The cross-border expansion story is moving just as fast. Indonesian chain Kopi Kenangan opened its first Taiwan store at Shin Kong Mitsukoshi A11 in central Taipei on April 1, becoming the third international market the brand has entered in roughly 12 months, after Australia and India in 2025. Taiwan's combination of high coffee consumption rates and relatively stable consumer spending made it a logical next step for a chain that has been building its international playbook market by market.

South Korea is producing its own expansion pressure from two directions at once. Compose Coffee, the Busan-founded chain now backed by Jollibee Group, is moving into Southeast Asia with a model built on compact stores, in-house large-scale roasting, and data-driven quality controls including moisture analysis and laser-based color tracking. The chain has scaled to thousands of outlets across Korea in just over a decade, and Jollibee's international infrastructure gives it a ready-made entry point across the region.

The stranger signal out of Seoul came from Mega MGC Coffee, which submitted a letter of intent for Homeplus Express, a supermarket chain. The move positions a café brand as a potential retail operator, fusing quick-commerce distribution with coffee service in a single footprint. It is the kind of horizontal integration play that only makes structural sense when the cost of acquiring shelf space and foot traffic exceeds the cost of owning the real estate outright.

Blank Street, the Brooklyn-born chain co-founded by Vinay Menda and Issam Freiha in 2020, is meanwhile in early talks to raise more than $100 million to fuel its next growth phase. The brand already operates more than 50 UK locations, tripled its British turnover to nearly £36 million in its 2024 financial year, and has openings lined up in Brighton, Bristol, and Liverpool, alongside a summer 2026 debut at the £500 million Elephant and Castle development in London. The $100M raise, if closed, would nearly match the $127 million the company has raised across all five previous rounds combined.
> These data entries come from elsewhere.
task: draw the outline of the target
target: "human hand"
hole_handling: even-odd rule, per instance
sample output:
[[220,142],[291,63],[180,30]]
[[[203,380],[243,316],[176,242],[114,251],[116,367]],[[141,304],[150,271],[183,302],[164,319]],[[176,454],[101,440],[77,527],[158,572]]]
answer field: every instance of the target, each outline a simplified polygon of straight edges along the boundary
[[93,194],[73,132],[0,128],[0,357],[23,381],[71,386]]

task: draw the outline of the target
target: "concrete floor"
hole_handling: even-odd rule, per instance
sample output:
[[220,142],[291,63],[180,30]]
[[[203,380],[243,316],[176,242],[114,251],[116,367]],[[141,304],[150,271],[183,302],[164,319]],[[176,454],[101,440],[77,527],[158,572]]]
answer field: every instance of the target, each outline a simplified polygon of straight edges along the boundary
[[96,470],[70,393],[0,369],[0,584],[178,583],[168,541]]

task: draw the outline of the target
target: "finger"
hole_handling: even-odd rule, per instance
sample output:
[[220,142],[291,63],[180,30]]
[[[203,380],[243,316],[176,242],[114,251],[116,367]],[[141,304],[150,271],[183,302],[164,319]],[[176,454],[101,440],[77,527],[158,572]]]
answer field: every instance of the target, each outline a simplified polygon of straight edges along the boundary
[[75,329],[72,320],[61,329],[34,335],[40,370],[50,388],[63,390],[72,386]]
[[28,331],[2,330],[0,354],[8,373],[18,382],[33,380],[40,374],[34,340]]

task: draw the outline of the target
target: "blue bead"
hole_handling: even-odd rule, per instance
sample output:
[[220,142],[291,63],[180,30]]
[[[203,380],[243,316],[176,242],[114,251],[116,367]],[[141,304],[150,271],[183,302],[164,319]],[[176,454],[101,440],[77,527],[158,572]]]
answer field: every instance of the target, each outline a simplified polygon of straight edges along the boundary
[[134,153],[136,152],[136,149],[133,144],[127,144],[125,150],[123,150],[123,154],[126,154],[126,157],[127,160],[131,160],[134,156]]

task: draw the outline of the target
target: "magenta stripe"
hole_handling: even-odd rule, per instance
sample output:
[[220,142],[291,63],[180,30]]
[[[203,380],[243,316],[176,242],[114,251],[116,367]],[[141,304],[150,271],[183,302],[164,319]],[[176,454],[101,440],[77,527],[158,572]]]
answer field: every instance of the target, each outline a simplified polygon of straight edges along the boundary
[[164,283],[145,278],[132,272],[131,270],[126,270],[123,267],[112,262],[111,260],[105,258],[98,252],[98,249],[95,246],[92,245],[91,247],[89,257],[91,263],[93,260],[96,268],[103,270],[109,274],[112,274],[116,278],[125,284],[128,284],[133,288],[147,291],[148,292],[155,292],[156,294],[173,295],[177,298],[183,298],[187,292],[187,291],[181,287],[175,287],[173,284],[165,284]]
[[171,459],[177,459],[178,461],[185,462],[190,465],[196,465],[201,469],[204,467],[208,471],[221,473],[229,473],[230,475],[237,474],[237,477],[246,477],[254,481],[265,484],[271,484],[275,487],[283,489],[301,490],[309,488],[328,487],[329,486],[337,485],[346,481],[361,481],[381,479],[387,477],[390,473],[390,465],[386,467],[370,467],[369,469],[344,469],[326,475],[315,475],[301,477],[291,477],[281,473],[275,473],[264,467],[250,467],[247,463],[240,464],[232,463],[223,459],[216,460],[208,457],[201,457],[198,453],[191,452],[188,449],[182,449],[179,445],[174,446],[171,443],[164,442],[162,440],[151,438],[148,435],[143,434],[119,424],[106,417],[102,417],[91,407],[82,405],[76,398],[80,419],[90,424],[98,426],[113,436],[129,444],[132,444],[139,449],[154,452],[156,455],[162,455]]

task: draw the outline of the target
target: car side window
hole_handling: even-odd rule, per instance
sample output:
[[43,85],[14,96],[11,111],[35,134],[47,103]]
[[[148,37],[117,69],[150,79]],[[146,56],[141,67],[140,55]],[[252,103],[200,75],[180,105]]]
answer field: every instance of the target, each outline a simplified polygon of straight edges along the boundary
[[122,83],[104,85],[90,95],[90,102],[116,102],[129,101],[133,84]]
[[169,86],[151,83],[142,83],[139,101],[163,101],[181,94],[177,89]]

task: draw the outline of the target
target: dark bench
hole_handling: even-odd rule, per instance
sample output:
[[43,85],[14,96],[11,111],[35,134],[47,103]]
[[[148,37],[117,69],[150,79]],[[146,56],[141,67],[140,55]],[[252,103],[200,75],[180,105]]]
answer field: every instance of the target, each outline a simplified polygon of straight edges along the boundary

Three indicators worth tracking as these dynamics play out: watch whether acquirers in the workplace channel keep targeting service-route businesses like Roast & Ground or shift toward brand acquisitions; track where Blank Street's new capital goes once raised, specifically whether it funds UK density or a continental European push; and monitor Taiwan and Southeast Asia as the emerging battlegrounds where Indonesian, South Korean, and Western café brands will collide for the same urban consumer.